We as a society chose to shift money into banks, home mortgages, and the stocks of publicly traded companies, and away from the instruments that employers and their plan administrators typically use to feed cash into pensions and OPEB.
5. You offer tools clients can use to plan for future acute care costs.
“Past performance does not predict future results,” but it might not hurt for clients to have annuities or other arrangements feeding cash into hospital indemnity products, critical illness insurance products or local concierge medicine program arrangements that can stay in effect when the clients are past age 65.
Even if issuers withdraw products from the market, “financial preppers” may get help from grandfathering provisions or conversion rights programs that put them ahead of consumers who failed to plan for harder times.
6. You offer tools clients can use to plan for future long-term care (LTC) costs.
In spite of the gloomy headlines, preparing for growing challenges with paying future LTC bills in a no-OPEB or less-OPEB world is actually easier than preparing for future acute health care bills.
No companies sell products for covering future acute health care costs.
Many companies still sell stand-alone long-term care insurance (LTC) and annuity- and life-LTC hybrid products. Even with all of the LTCI rate increases, buyers have still been able to limit growth in the cost of prefunding LTC costs to less than 10 percent per year.

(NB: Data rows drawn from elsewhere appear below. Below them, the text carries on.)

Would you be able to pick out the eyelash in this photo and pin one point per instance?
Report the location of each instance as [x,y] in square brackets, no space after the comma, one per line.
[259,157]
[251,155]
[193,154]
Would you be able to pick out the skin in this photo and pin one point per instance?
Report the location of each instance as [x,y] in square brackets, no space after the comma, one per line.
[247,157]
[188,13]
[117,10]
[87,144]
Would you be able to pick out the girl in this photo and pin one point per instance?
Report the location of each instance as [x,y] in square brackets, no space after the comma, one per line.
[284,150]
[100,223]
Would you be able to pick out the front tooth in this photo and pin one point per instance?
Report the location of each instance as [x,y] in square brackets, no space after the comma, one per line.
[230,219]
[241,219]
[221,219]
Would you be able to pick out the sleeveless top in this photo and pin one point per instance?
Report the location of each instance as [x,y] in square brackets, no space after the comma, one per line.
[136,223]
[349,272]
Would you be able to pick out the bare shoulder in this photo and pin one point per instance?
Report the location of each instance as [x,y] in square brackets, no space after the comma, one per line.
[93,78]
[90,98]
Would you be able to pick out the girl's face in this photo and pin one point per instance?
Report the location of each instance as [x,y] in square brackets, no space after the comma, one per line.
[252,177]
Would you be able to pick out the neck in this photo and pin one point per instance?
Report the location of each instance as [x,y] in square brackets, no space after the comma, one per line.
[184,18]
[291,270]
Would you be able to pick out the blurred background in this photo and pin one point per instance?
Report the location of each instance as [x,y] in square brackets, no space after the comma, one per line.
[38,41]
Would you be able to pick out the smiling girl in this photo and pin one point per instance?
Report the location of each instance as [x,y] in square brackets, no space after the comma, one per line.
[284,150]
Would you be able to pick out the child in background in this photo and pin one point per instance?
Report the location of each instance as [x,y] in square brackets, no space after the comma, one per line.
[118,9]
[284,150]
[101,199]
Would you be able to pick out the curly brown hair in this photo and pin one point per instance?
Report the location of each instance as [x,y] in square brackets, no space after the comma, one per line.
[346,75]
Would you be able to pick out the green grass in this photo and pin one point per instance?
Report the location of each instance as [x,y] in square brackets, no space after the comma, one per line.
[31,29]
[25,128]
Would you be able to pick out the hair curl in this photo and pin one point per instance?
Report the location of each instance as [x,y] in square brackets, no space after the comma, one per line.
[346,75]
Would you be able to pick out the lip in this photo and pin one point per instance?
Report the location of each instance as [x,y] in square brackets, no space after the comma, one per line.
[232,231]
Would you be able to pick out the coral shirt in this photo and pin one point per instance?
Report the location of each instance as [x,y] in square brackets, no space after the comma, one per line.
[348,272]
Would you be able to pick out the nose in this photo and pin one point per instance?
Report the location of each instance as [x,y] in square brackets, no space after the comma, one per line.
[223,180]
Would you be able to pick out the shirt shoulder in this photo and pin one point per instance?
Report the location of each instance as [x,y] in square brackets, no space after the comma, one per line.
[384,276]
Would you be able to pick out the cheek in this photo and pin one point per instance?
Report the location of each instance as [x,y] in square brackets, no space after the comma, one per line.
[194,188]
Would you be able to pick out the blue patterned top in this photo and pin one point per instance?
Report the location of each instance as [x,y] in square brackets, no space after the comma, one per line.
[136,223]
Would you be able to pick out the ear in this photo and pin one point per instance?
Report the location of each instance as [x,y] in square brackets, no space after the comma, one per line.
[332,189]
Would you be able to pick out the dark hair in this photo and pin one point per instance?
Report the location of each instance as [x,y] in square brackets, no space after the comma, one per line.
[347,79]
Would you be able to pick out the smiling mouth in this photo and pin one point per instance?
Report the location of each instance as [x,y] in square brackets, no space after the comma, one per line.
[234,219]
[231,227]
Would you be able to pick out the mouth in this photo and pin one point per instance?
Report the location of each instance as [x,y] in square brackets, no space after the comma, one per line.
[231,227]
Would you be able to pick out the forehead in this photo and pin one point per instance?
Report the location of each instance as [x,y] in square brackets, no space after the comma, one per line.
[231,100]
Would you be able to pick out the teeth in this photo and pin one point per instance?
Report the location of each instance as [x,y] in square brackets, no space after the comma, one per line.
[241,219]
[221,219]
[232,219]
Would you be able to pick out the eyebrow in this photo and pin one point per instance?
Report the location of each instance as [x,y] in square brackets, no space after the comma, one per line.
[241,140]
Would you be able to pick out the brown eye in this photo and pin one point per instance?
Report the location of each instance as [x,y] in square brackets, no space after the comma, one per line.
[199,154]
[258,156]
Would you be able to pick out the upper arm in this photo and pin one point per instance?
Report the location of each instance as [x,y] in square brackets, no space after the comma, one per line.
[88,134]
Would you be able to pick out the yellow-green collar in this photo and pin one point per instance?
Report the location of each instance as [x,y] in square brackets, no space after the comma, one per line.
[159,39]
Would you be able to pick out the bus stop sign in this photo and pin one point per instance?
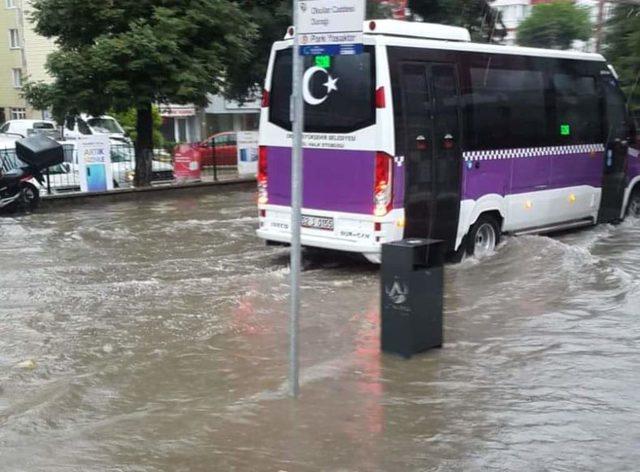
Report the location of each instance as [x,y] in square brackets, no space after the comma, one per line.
[330,27]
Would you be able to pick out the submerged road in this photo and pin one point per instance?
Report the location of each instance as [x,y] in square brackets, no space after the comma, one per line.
[151,336]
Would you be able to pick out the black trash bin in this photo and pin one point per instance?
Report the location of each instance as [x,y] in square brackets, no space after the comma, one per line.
[411,295]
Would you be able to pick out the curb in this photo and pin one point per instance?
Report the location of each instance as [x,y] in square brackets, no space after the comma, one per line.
[117,195]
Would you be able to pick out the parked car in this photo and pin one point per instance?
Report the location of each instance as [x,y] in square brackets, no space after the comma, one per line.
[223,145]
[26,128]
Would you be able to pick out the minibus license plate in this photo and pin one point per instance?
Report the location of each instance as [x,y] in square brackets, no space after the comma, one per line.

Even if the performance of products is different from what the clients hope, the consumers may still end up being in much better shape than consumers who blew the money on nonessential items.

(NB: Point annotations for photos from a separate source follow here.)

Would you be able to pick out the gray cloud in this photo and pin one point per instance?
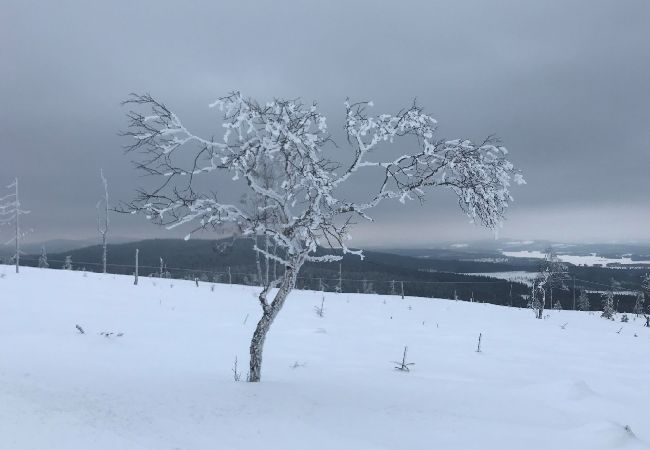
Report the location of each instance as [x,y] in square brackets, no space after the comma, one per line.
[566,85]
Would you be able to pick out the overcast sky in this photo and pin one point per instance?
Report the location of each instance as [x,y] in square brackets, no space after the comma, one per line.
[564,84]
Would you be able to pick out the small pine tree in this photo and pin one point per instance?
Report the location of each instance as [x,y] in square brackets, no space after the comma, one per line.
[42,260]
[67,265]
[608,305]
[638,304]
[583,301]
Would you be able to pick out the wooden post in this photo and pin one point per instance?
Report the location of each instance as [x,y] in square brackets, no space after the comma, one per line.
[135,281]
[17,228]
[340,278]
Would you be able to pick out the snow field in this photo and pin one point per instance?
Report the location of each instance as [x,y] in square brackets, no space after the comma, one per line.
[328,383]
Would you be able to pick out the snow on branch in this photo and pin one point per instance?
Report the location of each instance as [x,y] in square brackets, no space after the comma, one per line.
[275,150]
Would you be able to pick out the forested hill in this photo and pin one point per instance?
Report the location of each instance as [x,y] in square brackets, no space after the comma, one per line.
[225,260]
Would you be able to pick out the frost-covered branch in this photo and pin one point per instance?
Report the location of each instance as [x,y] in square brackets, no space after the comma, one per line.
[274,152]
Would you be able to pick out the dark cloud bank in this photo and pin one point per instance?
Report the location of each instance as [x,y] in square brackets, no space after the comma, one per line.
[566,85]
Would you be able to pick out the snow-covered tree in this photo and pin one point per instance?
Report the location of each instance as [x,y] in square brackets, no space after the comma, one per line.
[538,298]
[304,206]
[42,260]
[102,220]
[558,273]
[10,213]
[583,301]
[639,303]
[645,284]
[608,305]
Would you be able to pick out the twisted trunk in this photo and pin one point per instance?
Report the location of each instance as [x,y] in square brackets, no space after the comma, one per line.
[269,314]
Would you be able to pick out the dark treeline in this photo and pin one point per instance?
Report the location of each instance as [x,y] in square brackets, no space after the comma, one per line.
[233,261]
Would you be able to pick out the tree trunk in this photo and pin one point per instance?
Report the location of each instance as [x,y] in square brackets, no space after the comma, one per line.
[268,316]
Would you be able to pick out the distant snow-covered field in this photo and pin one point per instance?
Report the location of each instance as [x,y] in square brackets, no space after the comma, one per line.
[328,383]
[518,276]
[578,260]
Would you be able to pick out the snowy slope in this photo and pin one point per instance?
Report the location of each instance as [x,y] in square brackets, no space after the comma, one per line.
[167,383]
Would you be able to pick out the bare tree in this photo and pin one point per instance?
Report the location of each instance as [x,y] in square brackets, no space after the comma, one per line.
[583,301]
[102,220]
[304,199]
[10,213]
[42,260]
[645,285]
[540,287]
[638,303]
[557,274]
[608,305]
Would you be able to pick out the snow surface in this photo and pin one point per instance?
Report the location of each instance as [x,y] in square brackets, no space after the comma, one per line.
[167,383]
[578,260]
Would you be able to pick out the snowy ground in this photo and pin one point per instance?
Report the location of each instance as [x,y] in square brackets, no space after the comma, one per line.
[167,383]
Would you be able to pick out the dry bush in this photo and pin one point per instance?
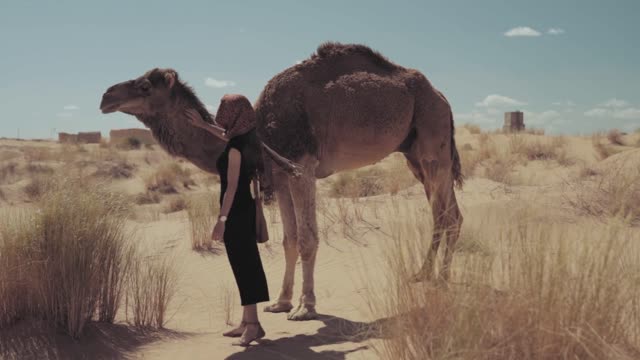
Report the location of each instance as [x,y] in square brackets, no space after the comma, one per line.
[120,170]
[615,137]
[544,290]
[614,194]
[175,204]
[39,153]
[168,177]
[37,186]
[152,285]
[473,129]
[372,181]
[9,155]
[130,143]
[8,172]
[602,150]
[65,262]
[534,131]
[202,211]
[32,168]
[147,198]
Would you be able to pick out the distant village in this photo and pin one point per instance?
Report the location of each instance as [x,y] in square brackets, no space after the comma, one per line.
[115,136]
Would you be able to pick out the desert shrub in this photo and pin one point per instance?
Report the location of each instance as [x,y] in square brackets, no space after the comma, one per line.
[130,143]
[152,285]
[39,153]
[202,211]
[66,261]
[120,170]
[168,177]
[615,137]
[534,131]
[603,151]
[147,198]
[176,204]
[6,155]
[613,194]
[8,172]
[33,168]
[546,290]
[473,129]
[37,186]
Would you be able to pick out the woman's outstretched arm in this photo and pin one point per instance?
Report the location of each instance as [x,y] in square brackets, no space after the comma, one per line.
[233,173]
[196,120]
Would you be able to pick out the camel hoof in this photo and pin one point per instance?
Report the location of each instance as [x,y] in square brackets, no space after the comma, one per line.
[278,308]
[303,313]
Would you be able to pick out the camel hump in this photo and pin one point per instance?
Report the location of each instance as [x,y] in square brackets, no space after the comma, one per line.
[332,50]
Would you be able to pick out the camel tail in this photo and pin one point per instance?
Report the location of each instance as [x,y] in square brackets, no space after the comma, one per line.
[456,169]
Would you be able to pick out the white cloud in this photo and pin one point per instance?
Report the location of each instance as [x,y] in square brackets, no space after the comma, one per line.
[555,31]
[568,103]
[211,82]
[495,100]
[522,31]
[614,103]
[628,113]
[597,112]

7. Even if you turned out to be wrong about some things, or everything, you give clients a framework to think about all of this for themselves.
Plenty of things could go better than expected. Maybe gross domestic product (GDP) growth and pension fund asset growth will soon be much higher than expected, and that will save the country’s OPEB bacon.
Or maybe scientists will soon develop cures for many of the afflictions of old age, and that will give us a surprise happy ending.
Or, maybe the situation will be so dire that no products you sell clients could do much good.
Whatever happens: At least you can give your clients an understanding of the forces shaping their future, instead of letting them float along like leaves in a river. Your clients can have the knowledge they need to take charge of managing their own fate.